S21: Gespräch mit Gegnern ohne Baulärm
Während des Gesprächs zwischen Befürwortern und Gegnern von Stuttgart 21 am kommenden Freitag sollen die Abrissarbeiten am Stuttgarter Hauptbahnhof unterbrochen werden. Auf diese "Geste" haben sich Bahnchef Rüdiger Grube und Baden-Württembergs Ministerpräsident Stefan Mappus (CDU) geeinigt, sagte ein Regierungssprecher. Die Gegner hatten einen Stopp der Arbeiten bis nach dem Gespräch gefordert. Die Parkschützer halten das Angebot für eine "Frechheit" und lehnen die Teilnahme ab.

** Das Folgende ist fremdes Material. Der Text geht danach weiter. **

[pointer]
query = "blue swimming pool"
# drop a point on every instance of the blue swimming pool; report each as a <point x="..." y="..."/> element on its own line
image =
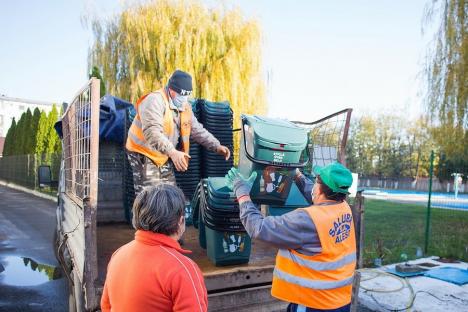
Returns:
<point x="438" y="199"/>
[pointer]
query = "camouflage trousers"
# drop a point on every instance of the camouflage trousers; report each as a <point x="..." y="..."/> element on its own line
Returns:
<point x="146" y="173"/>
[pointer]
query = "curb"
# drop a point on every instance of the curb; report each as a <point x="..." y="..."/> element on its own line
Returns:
<point x="29" y="191"/>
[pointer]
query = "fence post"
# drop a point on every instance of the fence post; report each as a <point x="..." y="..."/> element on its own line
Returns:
<point x="428" y="213"/>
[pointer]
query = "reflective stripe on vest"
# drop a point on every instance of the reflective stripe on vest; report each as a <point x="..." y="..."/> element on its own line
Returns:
<point x="321" y="281"/>
<point x="314" y="284"/>
<point x="318" y="265"/>
<point x="136" y="141"/>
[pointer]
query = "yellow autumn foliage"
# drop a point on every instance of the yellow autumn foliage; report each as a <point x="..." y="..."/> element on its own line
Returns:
<point x="138" y="50"/>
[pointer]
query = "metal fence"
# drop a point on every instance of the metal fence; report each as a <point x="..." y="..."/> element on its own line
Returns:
<point x="409" y="223"/>
<point x="22" y="170"/>
<point x="81" y="144"/>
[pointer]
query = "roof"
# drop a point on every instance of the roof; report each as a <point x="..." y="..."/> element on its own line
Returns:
<point x="26" y="101"/>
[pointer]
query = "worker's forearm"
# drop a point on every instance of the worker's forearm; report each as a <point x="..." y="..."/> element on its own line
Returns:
<point x="290" y="231"/>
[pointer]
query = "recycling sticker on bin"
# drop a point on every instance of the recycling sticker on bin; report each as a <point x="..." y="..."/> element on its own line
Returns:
<point x="275" y="181"/>
<point x="233" y="243"/>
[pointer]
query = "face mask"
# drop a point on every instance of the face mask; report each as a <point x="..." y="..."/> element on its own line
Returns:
<point x="179" y="100"/>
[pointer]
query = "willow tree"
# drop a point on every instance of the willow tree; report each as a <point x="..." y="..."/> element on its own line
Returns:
<point x="138" y="50"/>
<point x="447" y="81"/>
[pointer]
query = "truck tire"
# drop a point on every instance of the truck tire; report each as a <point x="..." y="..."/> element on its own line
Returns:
<point x="56" y="243"/>
<point x="75" y="298"/>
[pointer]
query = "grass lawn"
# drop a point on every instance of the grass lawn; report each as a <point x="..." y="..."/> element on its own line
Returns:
<point x="392" y="229"/>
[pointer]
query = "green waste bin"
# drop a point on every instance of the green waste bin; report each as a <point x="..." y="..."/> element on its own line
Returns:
<point x="226" y="241"/>
<point x="295" y="200"/>
<point x="227" y="248"/>
<point x="273" y="148"/>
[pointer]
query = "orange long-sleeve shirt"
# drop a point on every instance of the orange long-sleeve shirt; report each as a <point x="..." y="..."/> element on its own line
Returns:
<point x="151" y="274"/>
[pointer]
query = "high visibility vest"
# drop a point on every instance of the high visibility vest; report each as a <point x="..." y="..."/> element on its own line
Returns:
<point x="136" y="141"/>
<point x="322" y="281"/>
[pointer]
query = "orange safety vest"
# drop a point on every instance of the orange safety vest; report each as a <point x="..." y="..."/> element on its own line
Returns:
<point x="136" y="141"/>
<point x="322" y="281"/>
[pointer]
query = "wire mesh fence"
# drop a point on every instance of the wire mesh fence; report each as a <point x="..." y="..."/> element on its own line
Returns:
<point x="22" y="170"/>
<point x="327" y="139"/>
<point x="411" y="219"/>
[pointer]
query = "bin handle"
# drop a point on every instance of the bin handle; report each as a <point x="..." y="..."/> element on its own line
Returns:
<point x="268" y="163"/>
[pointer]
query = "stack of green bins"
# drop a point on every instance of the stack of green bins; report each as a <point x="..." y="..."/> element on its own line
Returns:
<point x="225" y="238"/>
<point x="295" y="200"/>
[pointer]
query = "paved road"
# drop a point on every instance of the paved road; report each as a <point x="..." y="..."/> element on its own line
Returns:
<point x="26" y="232"/>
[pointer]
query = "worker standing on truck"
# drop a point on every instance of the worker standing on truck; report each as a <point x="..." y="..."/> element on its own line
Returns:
<point x="158" y="139"/>
<point x="151" y="273"/>
<point x="317" y="248"/>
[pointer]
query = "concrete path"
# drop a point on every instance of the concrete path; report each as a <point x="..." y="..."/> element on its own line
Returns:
<point x="27" y="226"/>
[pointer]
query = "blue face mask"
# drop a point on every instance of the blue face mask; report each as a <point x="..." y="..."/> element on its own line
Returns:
<point x="179" y="100"/>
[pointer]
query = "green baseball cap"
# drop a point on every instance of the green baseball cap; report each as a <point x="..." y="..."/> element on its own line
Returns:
<point x="336" y="176"/>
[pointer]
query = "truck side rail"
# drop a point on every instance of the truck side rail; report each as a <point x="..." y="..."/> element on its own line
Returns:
<point x="80" y="142"/>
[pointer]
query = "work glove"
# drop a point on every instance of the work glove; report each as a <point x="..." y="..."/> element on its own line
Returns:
<point x="224" y="151"/>
<point x="180" y="159"/>
<point x="238" y="183"/>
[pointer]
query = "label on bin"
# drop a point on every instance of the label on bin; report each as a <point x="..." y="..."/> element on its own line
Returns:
<point x="278" y="157"/>
<point x="233" y="242"/>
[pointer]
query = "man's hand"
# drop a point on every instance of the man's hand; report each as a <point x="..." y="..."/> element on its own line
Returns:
<point x="223" y="150"/>
<point x="180" y="159"/>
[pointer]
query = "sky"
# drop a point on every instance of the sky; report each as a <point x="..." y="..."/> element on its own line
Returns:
<point x="321" y="56"/>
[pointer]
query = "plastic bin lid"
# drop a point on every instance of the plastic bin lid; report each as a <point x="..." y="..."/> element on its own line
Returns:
<point x="277" y="131"/>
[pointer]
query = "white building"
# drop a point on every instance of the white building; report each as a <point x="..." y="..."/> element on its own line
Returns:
<point x="14" y="107"/>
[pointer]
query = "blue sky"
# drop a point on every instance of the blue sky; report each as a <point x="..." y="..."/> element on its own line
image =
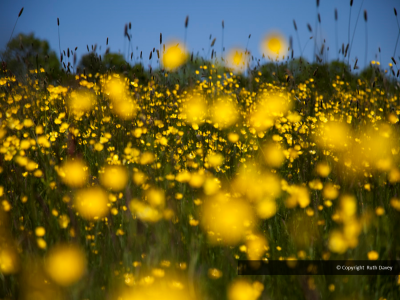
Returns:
<point x="91" y="22"/>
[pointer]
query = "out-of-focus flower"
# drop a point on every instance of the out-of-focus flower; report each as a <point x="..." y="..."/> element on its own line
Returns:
<point x="174" y="56"/>
<point x="73" y="173"/>
<point x="65" y="264"/>
<point x="274" y="45"/>
<point x="114" y="177"/>
<point x="91" y="203"/>
<point x="236" y="60"/>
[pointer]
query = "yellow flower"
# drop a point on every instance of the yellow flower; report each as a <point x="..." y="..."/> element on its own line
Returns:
<point x="81" y="101"/>
<point x="274" y="45"/>
<point x="73" y="173"/>
<point x="174" y="56"/>
<point x="65" y="264"/>
<point x="226" y="220"/>
<point x="91" y="203"/>
<point x="236" y="59"/>
<point x="243" y="290"/>
<point x="114" y="177"/>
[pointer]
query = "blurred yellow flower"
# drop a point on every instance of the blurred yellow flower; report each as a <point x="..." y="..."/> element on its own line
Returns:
<point x="236" y="59"/>
<point x="266" y="208"/>
<point x="114" y="177"/>
<point x="65" y="264"/>
<point x="174" y="56"/>
<point x="273" y="155"/>
<point x="91" y="203"/>
<point x="243" y="290"/>
<point x="81" y="101"/>
<point x="9" y="260"/>
<point x="224" y="113"/>
<point x="215" y="159"/>
<point x="226" y="220"/>
<point x="195" y="109"/>
<point x="155" y="197"/>
<point x="274" y="45"/>
<point x="256" y="246"/>
<point x="73" y="173"/>
<point x="323" y="169"/>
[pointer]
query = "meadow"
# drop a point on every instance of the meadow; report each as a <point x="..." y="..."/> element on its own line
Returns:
<point x="118" y="187"/>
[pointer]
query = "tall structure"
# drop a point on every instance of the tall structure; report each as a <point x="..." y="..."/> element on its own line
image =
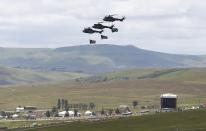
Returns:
<point x="168" y="101"/>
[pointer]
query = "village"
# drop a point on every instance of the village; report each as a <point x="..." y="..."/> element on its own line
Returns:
<point x="77" y="112"/>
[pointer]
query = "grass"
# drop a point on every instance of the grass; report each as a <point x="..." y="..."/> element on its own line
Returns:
<point x="12" y="76"/>
<point x="22" y="124"/>
<point x="191" y="120"/>
<point x="109" y="94"/>
<point x="188" y="84"/>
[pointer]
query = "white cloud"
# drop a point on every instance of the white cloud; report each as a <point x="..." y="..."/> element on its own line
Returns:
<point x="161" y="25"/>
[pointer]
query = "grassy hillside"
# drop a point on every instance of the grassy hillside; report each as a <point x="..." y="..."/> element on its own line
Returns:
<point x="190" y="87"/>
<point x="94" y="59"/>
<point x="192" y="120"/>
<point x="12" y="76"/>
<point x="190" y="75"/>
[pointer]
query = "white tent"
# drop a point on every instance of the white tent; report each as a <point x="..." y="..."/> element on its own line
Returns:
<point x="71" y="113"/>
<point x="88" y="113"/>
<point x="15" y="116"/>
<point x="19" y="109"/>
<point x="62" y="114"/>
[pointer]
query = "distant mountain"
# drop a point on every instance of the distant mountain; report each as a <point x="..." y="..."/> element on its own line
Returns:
<point x="12" y="76"/>
<point x="94" y="59"/>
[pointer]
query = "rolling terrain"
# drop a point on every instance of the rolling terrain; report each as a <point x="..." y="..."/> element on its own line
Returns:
<point x="183" y="121"/>
<point x="112" y="89"/>
<point x="12" y="76"/>
<point x="94" y="59"/>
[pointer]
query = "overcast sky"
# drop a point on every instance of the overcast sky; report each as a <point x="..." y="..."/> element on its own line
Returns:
<point x="173" y="26"/>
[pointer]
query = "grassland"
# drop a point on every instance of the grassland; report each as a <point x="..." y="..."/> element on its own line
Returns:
<point x="188" y="84"/>
<point x="12" y="124"/>
<point x="13" y="76"/>
<point x="180" y="121"/>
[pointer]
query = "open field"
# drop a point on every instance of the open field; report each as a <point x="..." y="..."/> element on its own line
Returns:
<point x="188" y="84"/>
<point x="13" y="76"/>
<point x="191" y="120"/>
<point x="17" y="124"/>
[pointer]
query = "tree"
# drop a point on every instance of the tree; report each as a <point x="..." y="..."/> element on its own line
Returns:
<point x="63" y="103"/>
<point x="110" y="111"/>
<point x="59" y="104"/>
<point x="48" y="114"/>
<point x="91" y="105"/>
<point x="66" y="105"/>
<point x="54" y="111"/>
<point x="117" y="111"/>
<point x="3" y="113"/>
<point x="135" y="103"/>
<point x="102" y="111"/>
<point x="75" y="112"/>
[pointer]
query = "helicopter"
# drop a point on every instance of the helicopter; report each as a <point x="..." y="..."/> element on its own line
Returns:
<point x="110" y="18"/>
<point x="92" y="42"/>
<point x="104" y="37"/>
<point x="91" y="31"/>
<point x="101" y="26"/>
<point x="114" y="30"/>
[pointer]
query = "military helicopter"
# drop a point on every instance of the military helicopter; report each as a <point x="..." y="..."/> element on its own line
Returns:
<point x="110" y="18"/>
<point x="104" y="37"/>
<point x="91" y="31"/>
<point x="114" y="30"/>
<point x="92" y="42"/>
<point x="101" y="26"/>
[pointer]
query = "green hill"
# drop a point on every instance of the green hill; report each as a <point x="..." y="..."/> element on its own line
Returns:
<point x="12" y="76"/>
<point x="179" y="121"/>
<point x="193" y="75"/>
<point x="94" y="59"/>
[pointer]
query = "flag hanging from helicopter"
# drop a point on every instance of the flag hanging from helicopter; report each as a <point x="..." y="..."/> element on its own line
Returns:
<point x="99" y="27"/>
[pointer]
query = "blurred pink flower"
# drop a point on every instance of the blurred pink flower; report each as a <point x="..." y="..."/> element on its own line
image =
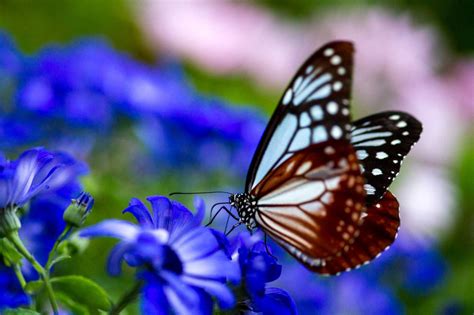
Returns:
<point x="397" y="67"/>
<point x="426" y="200"/>
<point x="461" y="81"/>
<point x="223" y="37"/>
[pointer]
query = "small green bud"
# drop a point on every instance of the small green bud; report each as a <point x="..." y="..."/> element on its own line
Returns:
<point x="74" y="245"/>
<point x="78" y="210"/>
<point x="9" y="221"/>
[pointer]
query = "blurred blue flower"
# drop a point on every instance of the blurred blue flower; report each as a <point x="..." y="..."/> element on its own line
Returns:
<point x="259" y="267"/>
<point x="42" y="222"/>
<point x="34" y="171"/>
<point x="11" y="295"/>
<point x="181" y="263"/>
<point x="223" y="137"/>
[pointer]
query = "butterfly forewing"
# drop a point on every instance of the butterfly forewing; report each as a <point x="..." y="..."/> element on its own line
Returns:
<point x="381" y="142"/>
<point x="312" y="203"/>
<point x="313" y="109"/>
<point x="378" y="230"/>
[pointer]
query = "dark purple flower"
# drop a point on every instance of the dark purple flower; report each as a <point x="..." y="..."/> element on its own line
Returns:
<point x="259" y="267"/>
<point x="42" y="223"/>
<point x="181" y="262"/>
<point x="33" y="172"/>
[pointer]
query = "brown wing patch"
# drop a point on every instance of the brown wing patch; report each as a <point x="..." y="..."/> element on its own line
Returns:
<point x="312" y="203"/>
<point x="378" y="230"/>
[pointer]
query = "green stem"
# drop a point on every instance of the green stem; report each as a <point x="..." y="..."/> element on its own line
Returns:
<point x="126" y="299"/>
<point x="52" y="253"/>
<point x="19" y="275"/>
<point x="14" y="238"/>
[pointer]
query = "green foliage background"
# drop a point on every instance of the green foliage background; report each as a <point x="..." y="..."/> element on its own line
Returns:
<point x="33" y="24"/>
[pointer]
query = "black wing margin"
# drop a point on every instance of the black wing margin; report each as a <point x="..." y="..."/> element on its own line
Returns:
<point x="381" y="142"/>
<point x="313" y="109"/>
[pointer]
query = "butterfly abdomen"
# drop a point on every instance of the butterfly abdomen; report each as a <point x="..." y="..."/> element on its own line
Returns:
<point x="246" y="206"/>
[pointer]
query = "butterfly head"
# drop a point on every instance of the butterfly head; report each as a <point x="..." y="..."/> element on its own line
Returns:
<point x="246" y="206"/>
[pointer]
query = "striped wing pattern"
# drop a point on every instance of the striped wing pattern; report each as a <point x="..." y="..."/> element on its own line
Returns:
<point x="308" y="198"/>
<point x="313" y="109"/>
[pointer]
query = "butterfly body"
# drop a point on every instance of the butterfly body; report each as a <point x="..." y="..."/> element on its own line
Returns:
<point x="246" y="206"/>
<point x="318" y="182"/>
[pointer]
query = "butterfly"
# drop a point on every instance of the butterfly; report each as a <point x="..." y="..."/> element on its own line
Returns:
<point x="318" y="181"/>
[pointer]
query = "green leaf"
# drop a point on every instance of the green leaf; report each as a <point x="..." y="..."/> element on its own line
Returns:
<point x="20" y="311"/>
<point x="72" y="304"/>
<point x="82" y="290"/>
<point x="34" y="286"/>
<point x="59" y="259"/>
<point x="10" y="255"/>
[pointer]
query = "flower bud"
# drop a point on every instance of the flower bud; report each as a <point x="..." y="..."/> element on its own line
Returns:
<point x="9" y="221"/>
<point x="78" y="210"/>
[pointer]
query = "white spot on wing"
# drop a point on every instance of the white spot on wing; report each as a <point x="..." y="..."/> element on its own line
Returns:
<point x="321" y="93"/>
<point x="319" y="134"/>
<point x="335" y="60"/>
<point x="332" y="107"/>
<point x="305" y="120"/>
<point x="371" y="135"/>
<point x="305" y="192"/>
<point x="306" y="166"/>
<point x="402" y="124"/>
<point x="317" y="112"/>
<point x="309" y="87"/>
<point x="301" y="139"/>
<point x="328" y="52"/>
<point x="336" y="132"/>
<point x="369" y="189"/>
<point x="276" y="147"/>
<point x="376" y="171"/>
<point x="361" y="154"/>
<point x="372" y="143"/>
<point x="297" y="83"/>
<point x="287" y="97"/>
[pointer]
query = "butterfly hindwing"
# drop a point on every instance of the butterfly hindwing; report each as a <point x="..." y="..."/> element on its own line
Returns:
<point x="313" y="109"/>
<point x="377" y="231"/>
<point x="312" y="203"/>
<point x="381" y="142"/>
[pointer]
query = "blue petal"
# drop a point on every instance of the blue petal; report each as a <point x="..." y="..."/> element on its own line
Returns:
<point x="183" y="298"/>
<point x="161" y="208"/>
<point x="217" y="266"/>
<point x="223" y="294"/>
<point x="28" y="166"/>
<point x="196" y="244"/>
<point x="111" y="228"/>
<point x="275" y="301"/>
<point x="154" y="301"/>
<point x="200" y="210"/>
<point x="140" y="212"/>
<point x="114" y="262"/>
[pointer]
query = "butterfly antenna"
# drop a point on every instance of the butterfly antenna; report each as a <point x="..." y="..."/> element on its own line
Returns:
<point x="200" y="193"/>
<point x="233" y="228"/>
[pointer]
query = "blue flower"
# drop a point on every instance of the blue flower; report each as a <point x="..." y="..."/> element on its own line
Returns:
<point x="42" y="223"/>
<point x="258" y="268"/>
<point x="34" y="171"/>
<point x="181" y="262"/>
<point x="12" y="295"/>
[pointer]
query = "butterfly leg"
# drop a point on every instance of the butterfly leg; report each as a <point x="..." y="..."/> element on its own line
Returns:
<point x="268" y="249"/>
<point x="215" y="205"/>
<point x="233" y="228"/>
<point x="218" y="211"/>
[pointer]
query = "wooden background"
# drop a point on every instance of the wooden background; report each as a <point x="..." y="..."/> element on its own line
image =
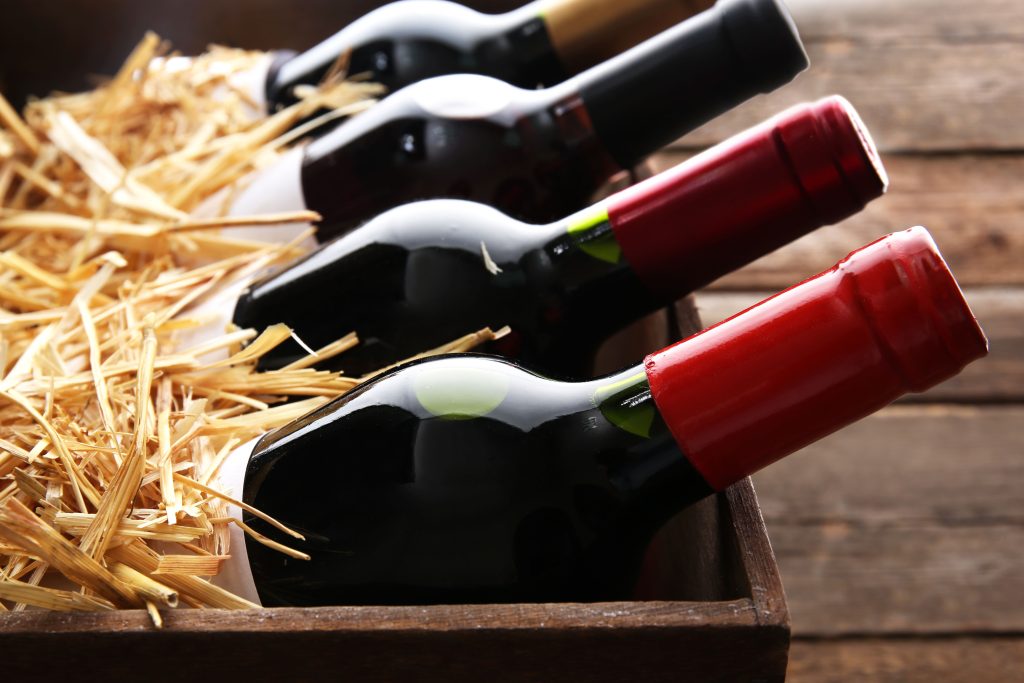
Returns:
<point x="900" y="540"/>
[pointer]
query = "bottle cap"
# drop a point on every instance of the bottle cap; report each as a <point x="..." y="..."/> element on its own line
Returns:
<point x="888" y="319"/>
<point x="810" y="166"/>
<point x="667" y="86"/>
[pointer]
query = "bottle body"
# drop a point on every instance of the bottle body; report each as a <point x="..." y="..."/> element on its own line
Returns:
<point x="427" y="272"/>
<point x="421" y="274"/>
<point x="413" y="40"/>
<point x="540" y="155"/>
<point x="485" y="483"/>
<point x="465" y="478"/>
<point x="532" y="155"/>
<point x="538" y="45"/>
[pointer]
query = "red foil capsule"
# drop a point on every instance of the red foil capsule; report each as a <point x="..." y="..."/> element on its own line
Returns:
<point x="810" y="166"/>
<point x="887" y="319"/>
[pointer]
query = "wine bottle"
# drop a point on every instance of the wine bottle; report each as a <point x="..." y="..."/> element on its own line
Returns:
<point x="536" y="155"/>
<point x="540" y="44"/>
<point x="467" y="479"/>
<point x="418" y="275"/>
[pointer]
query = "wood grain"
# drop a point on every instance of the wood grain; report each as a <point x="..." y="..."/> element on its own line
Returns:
<point x="972" y="204"/>
<point x="997" y="378"/>
<point x="908" y="660"/>
<point x="908" y="521"/>
<point x="309" y="645"/>
<point x="926" y="75"/>
<point x="901" y="578"/>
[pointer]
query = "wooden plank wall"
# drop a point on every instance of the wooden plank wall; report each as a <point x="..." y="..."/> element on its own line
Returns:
<point x="901" y="540"/>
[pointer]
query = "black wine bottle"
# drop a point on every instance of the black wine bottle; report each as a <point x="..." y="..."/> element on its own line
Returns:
<point x="540" y="44"/>
<point x="422" y="274"/>
<point x="467" y="479"/>
<point x="536" y="155"/>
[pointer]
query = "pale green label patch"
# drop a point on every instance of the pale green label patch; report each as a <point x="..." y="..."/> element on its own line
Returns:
<point x="633" y="419"/>
<point x="594" y="241"/>
<point x="460" y="393"/>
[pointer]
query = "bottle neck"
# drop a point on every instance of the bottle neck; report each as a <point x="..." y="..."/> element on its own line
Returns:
<point x="585" y="33"/>
<point x="652" y="94"/>
<point x="648" y="470"/>
<point x="598" y="288"/>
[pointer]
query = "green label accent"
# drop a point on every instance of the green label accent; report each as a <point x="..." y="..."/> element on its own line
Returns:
<point x="594" y="241"/>
<point x="633" y="419"/>
<point x="460" y="393"/>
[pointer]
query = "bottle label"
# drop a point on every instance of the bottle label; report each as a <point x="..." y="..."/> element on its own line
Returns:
<point x="465" y="96"/>
<point x="629" y="411"/>
<point x="276" y="188"/>
<point x="236" y="572"/>
<point x="460" y="393"/>
<point x="593" y="233"/>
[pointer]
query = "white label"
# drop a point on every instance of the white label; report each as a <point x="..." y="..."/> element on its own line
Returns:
<point x="464" y="96"/>
<point x="236" y="573"/>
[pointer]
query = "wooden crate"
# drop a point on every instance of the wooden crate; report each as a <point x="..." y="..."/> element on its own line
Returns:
<point x="713" y="610"/>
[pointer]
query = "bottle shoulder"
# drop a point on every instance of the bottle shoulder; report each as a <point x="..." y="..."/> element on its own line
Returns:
<point x="458" y="98"/>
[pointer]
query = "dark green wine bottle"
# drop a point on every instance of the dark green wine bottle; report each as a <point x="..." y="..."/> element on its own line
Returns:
<point x="425" y="273"/>
<point x="468" y="479"/>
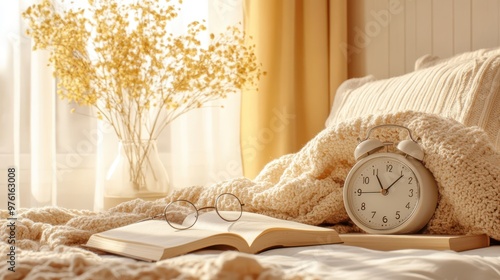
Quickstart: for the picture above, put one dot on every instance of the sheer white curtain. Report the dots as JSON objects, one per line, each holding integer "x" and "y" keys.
{"x": 61, "y": 158}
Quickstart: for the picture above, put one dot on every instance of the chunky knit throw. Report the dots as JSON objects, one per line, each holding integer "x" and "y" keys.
{"x": 305, "y": 187}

Bauern unterstützen den Protest gegen das Großprojekt Stuttgart 21. (Foto: Parkschützer)
Seit mehreren Wochen protestieren Gegner des geplanten Neubaus des Stuttgarter Hauptbahnhofs gegen das Projekt Stuttgart 21. Vor einer Woche hatten sie bereits mit der Besetzung eines Abrissbaggers den Abriss des Nordflügels des jetzigen Hauptbahnhofs unterbrochen. Bahnchef Grube bot ein Gespräch mit den Gegnern an, die fordern, für den kompletten Zeitraum bis zu dem Gespräch die Arbeiten am Hauptbahnhof zu unterbrechen.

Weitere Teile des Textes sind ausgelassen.